CVE-2019-12415: XML processing vulnerability in Apache POI
Apache POI is a popular Java library for working with Microsoft documents. For example, it allows you reading and writing Microsoft Excel files using Java. When I was recently looking into the library, I noticed a little vulnerability which then became CVE-2019-12415. The issue has been fixed in POI 4.1.1. Below are the details.
The issue
Besides many other formats, Apache POI can work with Microsoft Excel documents. In particular, the library contains the XSSFExportToXml
class that is used in processing Microsoft Excel Open XML Spreadsheet (XLSX) files. The class takes a Map
element, which is defined in Open Office XML specification, and converts it to XML.
The Map
element contains the internals of an XLSX file. In particular, it contains an XSD schema. The XSSFExportToXml.exportToXml()

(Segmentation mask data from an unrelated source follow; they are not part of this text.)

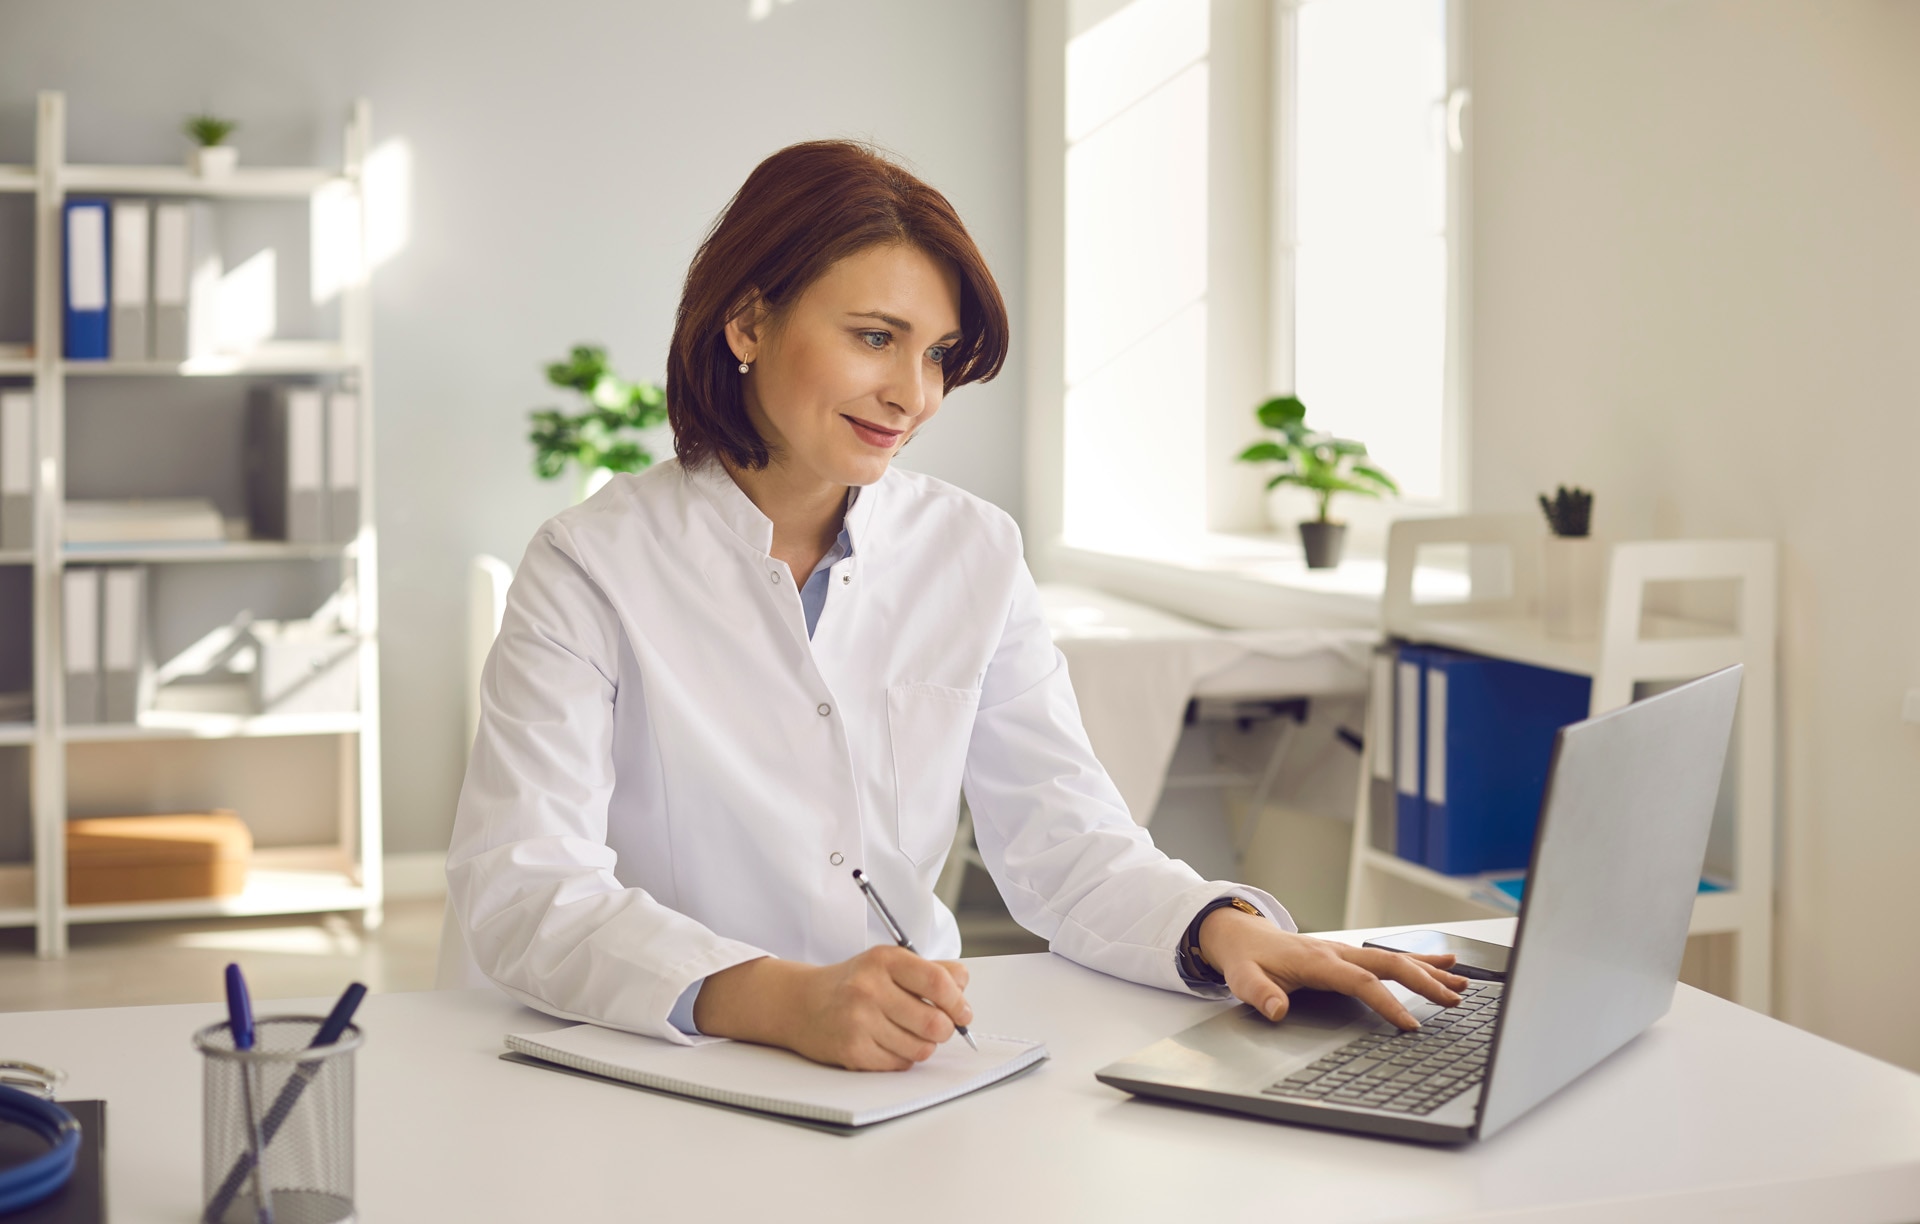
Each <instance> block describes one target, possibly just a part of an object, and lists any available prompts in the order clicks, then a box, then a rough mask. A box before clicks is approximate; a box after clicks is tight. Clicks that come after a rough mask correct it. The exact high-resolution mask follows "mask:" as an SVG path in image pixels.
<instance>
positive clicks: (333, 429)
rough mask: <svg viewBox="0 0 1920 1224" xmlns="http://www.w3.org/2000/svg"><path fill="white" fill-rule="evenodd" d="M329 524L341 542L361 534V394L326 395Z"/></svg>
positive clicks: (338, 391) (332, 533) (326, 507)
mask: <svg viewBox="0 0 1920 1224" xmlns="http://www.w3.org/2000/svg"><path fill="white" fill-rule="evenodd" d="M326 528H328V535H330V537H332V539H336V541H340V543H348V541H351V539H353V537H355V535H359V395H353V393H351V391H334V393H332V395H328V397H326Z"/></svg>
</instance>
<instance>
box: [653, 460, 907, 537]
mask: <svg viewBox="0 0 1920 1224" xmlns="http://www.w3.org/2000/svg"><path fill="white" fill-rule="evenodd" d="M682 472H684V474H685V478H687V483H689V485H693V487H695V489H699V493H701V495H703V497H705V499H707V505H710V506H712V508H714V512H716V514H718V516H720V522H724V524H726V526H728V530H732V531H733V533H735V535H739V537H741V539H743V541H747V543H749V545H751V547H753V549H756V551H758V553H760V554H768V553H772V551H774V520H772V518H768V516H766V514H762V512H760V506H756V505H753V499H751V497H747V493H745V491H743V489H741V487H739V485H737V483H733V478H732V476H728V470H726V468H724V466H722V464H720V462H718V460H708V462H703V464H701V466H697V468H682ZM891 476H893V468H887V474H885V476H881V478H879V480H876V482H874V483H870V485H864V487H860V485H856V487H854V491H852V505H851V506H847V522H845V528H847V539H849V541H852V551H854V553H856V554H858V553H870V551H872V545H874V535H872V530H870V528H872V522H874V512H876V508H877V505H879V501H881V499H879V489H881V487H883V485H885V483H887V480H889V478H891Z"/></svg>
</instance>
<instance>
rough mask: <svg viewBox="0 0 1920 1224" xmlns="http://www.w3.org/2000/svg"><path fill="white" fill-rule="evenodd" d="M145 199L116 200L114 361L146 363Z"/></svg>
mask: <svg viewBox="0 0 1920 1224" xmlns="http://www.w3.org/2000/svg"><path fill="white" fill-rule="evenodd" d="M150 224H152V221H150V209H148V203H146V200H115V201H113V224H111V234H113V259H111V261H109V263H108V267H109V271H111V282H113V290H111V301H113V320H111V324H109V326H108V338H109V343H111V349H109V351H111V355H113V361H146V359H148V357H152V349H150V347H148V255H150V251H148V230H150Z"/></svg>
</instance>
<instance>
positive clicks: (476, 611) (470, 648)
mask: <svg viewBox="0 0 1920 1224" xmlns="http://www.w3.org/2000/svg"><path fill="white" fill-rule="evenodd" d="M509 585H513V568H511V566H509V564H507V562H503V560H501V558H497V556H476V558H474V562H472V568H470V570H468V572H467V750H468V752H472V742H474V733H476V731H478V729H480V670H482V668H486V656H488V652H490V650H492V648H493V639H495V637H499V622H501V618H503V616H505V614H507V587H509ZM490 984H492V982H490V978H488V977H486V975H484V973H480V965H476V963H474V957H472V955H470V953H468V952H467V938H465V936H463V934H461V925H459V923H457V921H455V919H453V898H447V907H445V913H444V915H442V919H440V963H438V967H436V969H434V990H461V988H465V986H490Z"/></svg>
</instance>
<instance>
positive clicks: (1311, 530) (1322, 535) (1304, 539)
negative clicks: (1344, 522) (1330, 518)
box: [1300, 520, 1346, 570]
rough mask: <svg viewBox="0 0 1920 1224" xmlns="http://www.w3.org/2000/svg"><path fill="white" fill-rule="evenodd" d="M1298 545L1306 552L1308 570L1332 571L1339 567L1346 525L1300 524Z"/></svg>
mask: <svg viewBox="0 0 1920 1224" xmlns="http://www.w3.org/2000/svg"><path fill="white" fill-rule="evenodd" d="M1300 545H1302V547H1304V549H1306V551H1308V570H1334V568H1338V566H1340V549H1342V547H1344V545H1346V524H1344V522H1327V520H1319V522H1304V524H1300Z"/></svg>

method may be instructed to use this schema for XML validation:
private boolean isValid(Document xml) throws SAXException {
try {
String language = "http://www.w3.org/2001/XMLSchema";
SchemaFactory factory = SchemaFactory.newInstance(language);
Source source = new DOMSource(map.getSchema());
Schema schema = factory.newSchema(source);
Validator validator = schema.newValidator();
validator.validate(new DOMSource(xml));
...
The problem here is that SchemaFactory
doesn’t turn the security XML processing mode on which results in an XXE vulnerability if an attacker can pass a malicious XSD schema to the isValid()
method.
How does the schema come to the isValid()
method? The answer is simple: it comes from an XLSX document. First of all, an XSLT document is just a ZIP archive. If you extract it, you’ll find a bunch of XML documents and other files. The XSD schema comes from the xl/xmlMaps.xml
file which contains something like the following:
<MapInfo xmlns="http://schemas.openxmlformats.org/spreadsheetml/2006/main" SelectionNamespaces="">
<Schema ID="Schema2">
<xs:schema xmlns:xs="http://www.w3.org/2001/XMLSchema" elementFormDefault="qualified" xmlns="">
...
There may be various payloads. For example, an attacker can inject a <xs:redefine schemaLocation="https://internal.site/endpoint">
element into the schema. Here https://internal.site/endpoint
is a URL to a resource from the private network which can’t be directly accessed by an attacker:
<MapInfo xmlns="http://schemas.openxmlformats.org/spreadsheetml/2006/main" SelectionNamespaces="">
<Schema ID="Schema2">
<xs:schema xmlns:xs="http://www.w3.org/2001/XMLSchema" elementFormDefault="qualified" xmlns="">
<xs:redefine schemaLocation="https://internal.site/endpoint">
...
Then, the attacker archives everything back, and the malicious XLSX is ready. When SchemaFactory
loads the schema, it’s going to access https://internal.site/endpoint
.
The issue has been fixed by setting XMLConstants.FEATURE_SECURE_PROCESSING
feature to SchemaFactory
.
What an attacker can do
The attacker can use all features of the XSD format in payloads. Possible consequences include but may not be limited to:
- Server Side Request Forgery (SSRF)
- Sensitive information leak from local and remote resources
Pre-requisites for an exploit
Here is what makes an application vulnerable:
- The application uses Apache POI 4.1.0 and below.
- The application allows untrusted data to be processed by the
XSSFExportToXml
class. - The third parameter of the
XSSFExportToXml.exportToXml()
method is set to true which enables XML validation.
Conclusion
The Java standard library offers a lot of classes for XML processing. DocumentBuilder
is one of the most popular classes to load an XML document. However, there are many other classes such as SchemaFactory
, Transformer
and so on which may parse XML documents. All of these classes should be configured to do it in a safe way if they take date from untrusted sources.